Umbral, nuevamente,- hace literatura de lo más real que existe -la vida-, y los temas que toca los convierte en literatura. Quevedo, Ramón, Valle, Torres Villarroel, Larra y Juan Ramón le enseñaron a despilfarrar el lenguaje. Sentenciará en alguna página que en el exceso está la literatura. El autor altiricón y miope se salva y afirma cuando escribe, y un enfermo profesional como él necesita de la cuartilla escrita para curarse de las décimas, la faringitis, la sinusitis, el dolor en el ojo derecho y la tripa suelta. El pálido rebaño de las goteras que padece y le preceden por la vida no se acuesta hasta que él se pone a escribir. En la noche, Umbral empieza a vivir.... justo cuando los ángeles custodios dan la cabezada en el regazo fornicador de Mozart. Es la hora en que el reloj del tiempo se detiene; la hora perfecta para que cobren vida las palabras.

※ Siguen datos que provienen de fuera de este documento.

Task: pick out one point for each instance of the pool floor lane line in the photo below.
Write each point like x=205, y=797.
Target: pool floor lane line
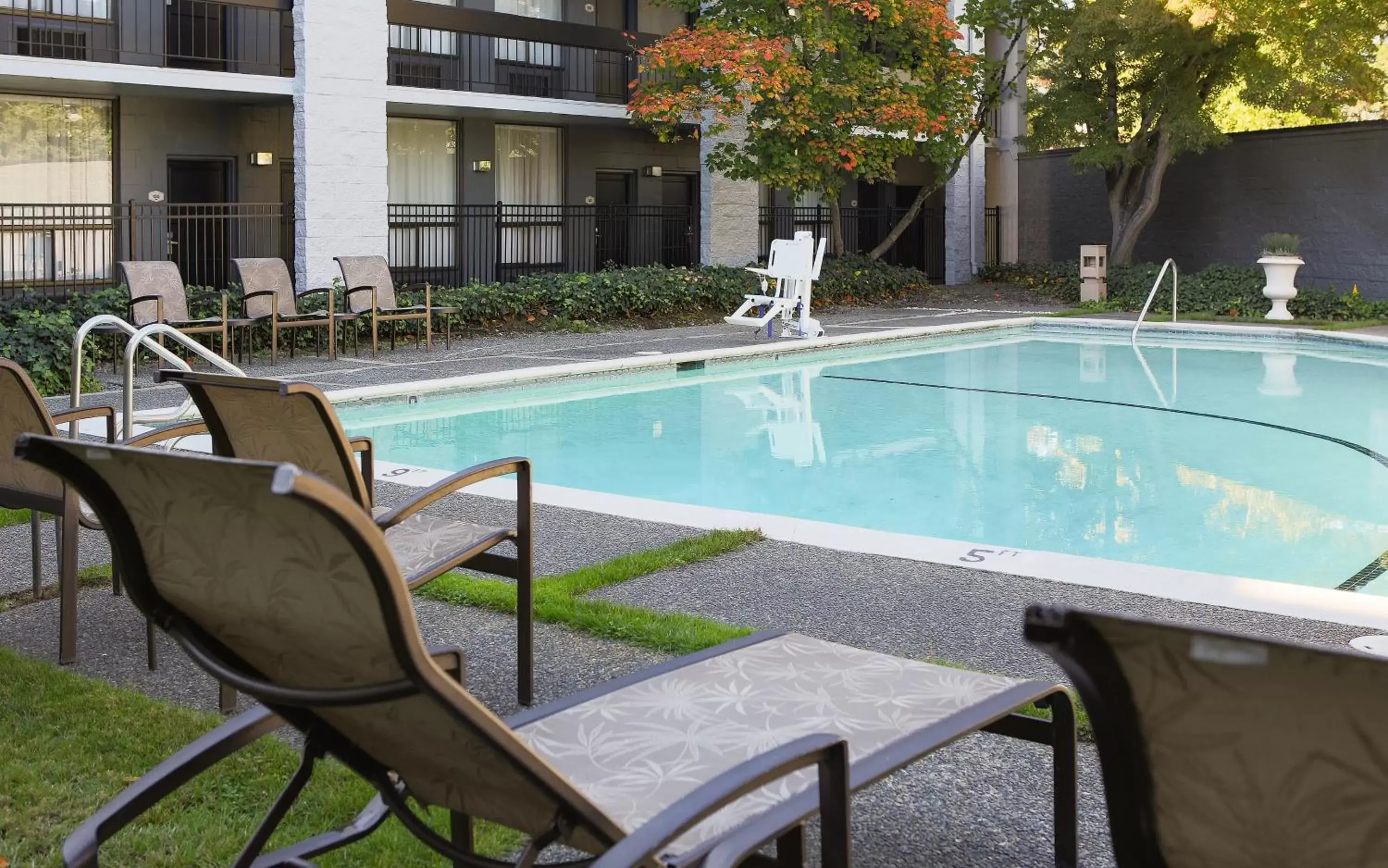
x=1362, y=451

Una visión desahuciada y enferma del mundo. También de Madrid, la ciudad que el escritor ametralla sin piedad en sus capítulos. Hay pesimismo en la visión, y no caben estimulantes o antibióticos para devolverle la salud. Este niño de 46 años acumula dolores y resmas con el frenesí de un loco encerrado en su chalé. Umbral se afinca definitivamente en la ambigüedad y la contradicción mientras asiste a la morosa procesión de las luciérnagas en el jardín. Juan Goytisolo, en su Crónica sarracena (ver Quimera, noviembre, 1980), al hablar de su propia obra dice que ser ambiguo y contradictorio puede ser un índice revelador de su profunda coherencia interna. En Umbral esto es cierto: es coherente en su insatisfacción, en su hostigamiento. También en su aprensivo desasosiego.

Y la guerrilla urbano-literaria que practica Umbral se tumba a la sombra de las muchachas rojas. Sagrario Pérez, Mozart, Guillermina José, Azucena Peaches -la de la caja de cerillas-, Bárbara Logdson, Martirio y Maravillas -la del paraguas enano- son sus niñas que mojan el porro en los tazones de Nesquick caliente.. De todas ellas se enamora a la primera. De todas ellas siente el beso de la mirada. Esas muchachas -rojas, verdes, amarillas- van haciendo el -libro a Umbral. Como a Henry Miller se lo hacía June.. El viento de la libertad, el vértigo de la democracia, el galernazo de la soledad y la lejanía se hallan cantados nerviosamente por las, muchachas -amarillas, verdes, rojas- del escritor.

La fama ajena fastidia. La popularidad y el éxito de otro corroen las entrañas. La diabólica flor de la envidia es el cultivo maldito de nuestro páramo nacional. Pero el miedo y el sufrimiento enriquecen a Umbral en su literatura. Y desde la distancia de su dandismo Cortefiel sufre por un árbol, un niño o un gato. Pilar Trenas dirá que es un ser tierno y sensible. La revista La Calle escribirá: es altivo y cálido. Todo esto es correcto. Hasta los guerrilleros de la palabra cuentan con corazón, y sus balazos pueden convertirse en mensajes de amistad y amor. Así, Umbral aconsejará a la niña Isabel, la rubia catorceañera que va dejando atrás el bosque de su infancia, que tenga cuidado con el lobo, el hombre. Así, Umbral llorará -una foto, una dalia- en la frialdad solitaria del cementerio.

Pienso que después de estos párrafos, en Madrid, centro neurálgico de la incultura del paro,, se puede leer y escribir. También que el marimacho puede contar con sexo propio y con unas manos más limpias y mejor cuidadas. ¿Cabrá vivir en Madrid después de muerto? Desgraciadamente, la literatura no sabe responder a mi pregunta.